There are been 6 tax cuts/credits in the past decade

    • The majority of the cuts have benefitted primarily low and middle-income Arkansans.
    • All taxpayers have seen significant rate cuts of 2% or more.


    How did we compare to other states?


    Arkansas had the highest top rate of its surrounding states when Gov. Hutchinson took office.

    • Texas & Tennessee: 0%
    • Oklahoma: 5%
    • Mississippi: 5%
    • Louisiana: 6%
    • Missouri: 4.9%
    • Arkansas: 6.9%

    The History

      Since 2012, the Arkansas Legislature has passed 6 income tax cuts or credits – 1 under Governor Mike Beebe and 5 under Governor Asa Hutchinson.

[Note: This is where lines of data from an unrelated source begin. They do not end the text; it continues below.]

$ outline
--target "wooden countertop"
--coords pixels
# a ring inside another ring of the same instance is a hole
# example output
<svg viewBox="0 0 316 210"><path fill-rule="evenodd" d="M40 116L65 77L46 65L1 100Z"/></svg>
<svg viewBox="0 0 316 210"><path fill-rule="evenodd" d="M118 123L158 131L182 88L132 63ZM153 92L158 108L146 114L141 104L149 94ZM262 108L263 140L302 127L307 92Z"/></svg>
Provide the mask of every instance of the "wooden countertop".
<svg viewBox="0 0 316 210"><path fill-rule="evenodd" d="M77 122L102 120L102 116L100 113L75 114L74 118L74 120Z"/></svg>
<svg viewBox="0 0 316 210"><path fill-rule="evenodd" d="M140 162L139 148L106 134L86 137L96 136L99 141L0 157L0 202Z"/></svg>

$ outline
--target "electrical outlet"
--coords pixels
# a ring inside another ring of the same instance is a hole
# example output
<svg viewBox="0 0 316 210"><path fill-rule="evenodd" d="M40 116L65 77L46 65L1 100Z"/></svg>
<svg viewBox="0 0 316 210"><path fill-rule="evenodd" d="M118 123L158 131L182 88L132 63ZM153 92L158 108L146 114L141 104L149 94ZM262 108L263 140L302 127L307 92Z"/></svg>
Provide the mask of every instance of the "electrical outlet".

      The Beebe cut was aimed at all tax brackets equally. The Hutchinson cuts were:

      • one for low income
      • one for middle income
      • one for upper and middle income
      • two for most or all taxpayers

      Governor Hutchinson ran for governor on a platform of cutting income tax for Arkansans and had a phased-in approach that prioritized middle and low income earners first and focused on the top rate reduction last. The first cuts made under his administration, passed in 2015, were for Arkansans making between $21,000 and $70,000. The second cuts, passed in 2017, were aimed at low income folks making less than $21,000.

      The 2017 low income tax cut bill provided relief to 1.3 million taxpayers and totally eliminated income tax for 120,000 Arkansans. The middle income tax cut lowered taxes for almost 600,000 Arkansans.

      After implementing tax cuts for low and middle income earners, Gov. Hutchinson said he wanted to focus on pulling the top rate down to 5% from the 6.9% it was when he took office. At that time, Arkansas had the highest top income tax rate among surrounding states, according to the Tax Foundation. Texas and Tennessee had no income tax; Oklahoma’s top rate was 5 percent; Louisiana’s was 6 percent; Missouri’s was 5.9 percent; and Mississippi’s was 5 percent. 

      See information about who pays the top rate below. It may not be who you think. 

      To that end, the next tax cut under Gov. Hutchinson was aimed at middle and upper income earners. In 2019, the legislature approved a reduction to the top tax rate from 6.9% to 5.9% over a two-year period, benefitting just under 600,000 Arkansas taxpayers earning more than $38,000 but most significantly impacting people making $79,000 or more.

      In 2021, the final drop to 4.9% in the top rate, alongside significant drops throughout a simplified tax code, was approved by the legislature and scheduled to be phased in through 2025. In 2022, the cut was accelerated and went into immediate effect. It reduced the tax rate for most Arkansans and eliminated income taxes for more than 100,000 people.

      For example, under the 2021 cut alone, if you made $27,000 a year, the combined tables and rate cuts dropped your rate by up to 1.1%. If you made $90,000, the rate dropped by 1% on the majority of your income.

      The final income tax reduction occurred in August 2022 with a nonrefundable, one-year tax credit of up to $300 for couples and $150 for individuals that phases out at $101,000 for individuals and $202,000 for couples – impacting the vast majority of Arkansans.

      Who pays the top rate?

      Probably not who you think.

      Sometimes when we talk about the “top rate,” it sounds like we’re referencing Jeff Bezos or the Elon Musk types. But, actually, someone in Arkansas making $36,000 was taxed at their top bracket rate of 6% and a couple earning $75,000 was taxed at a top rate of 7%.

      When we say “top rate,” we’re often referring to school teachers, police officers, factory workers, families with two hardworking parents – not the millionaire / billionaires we envision.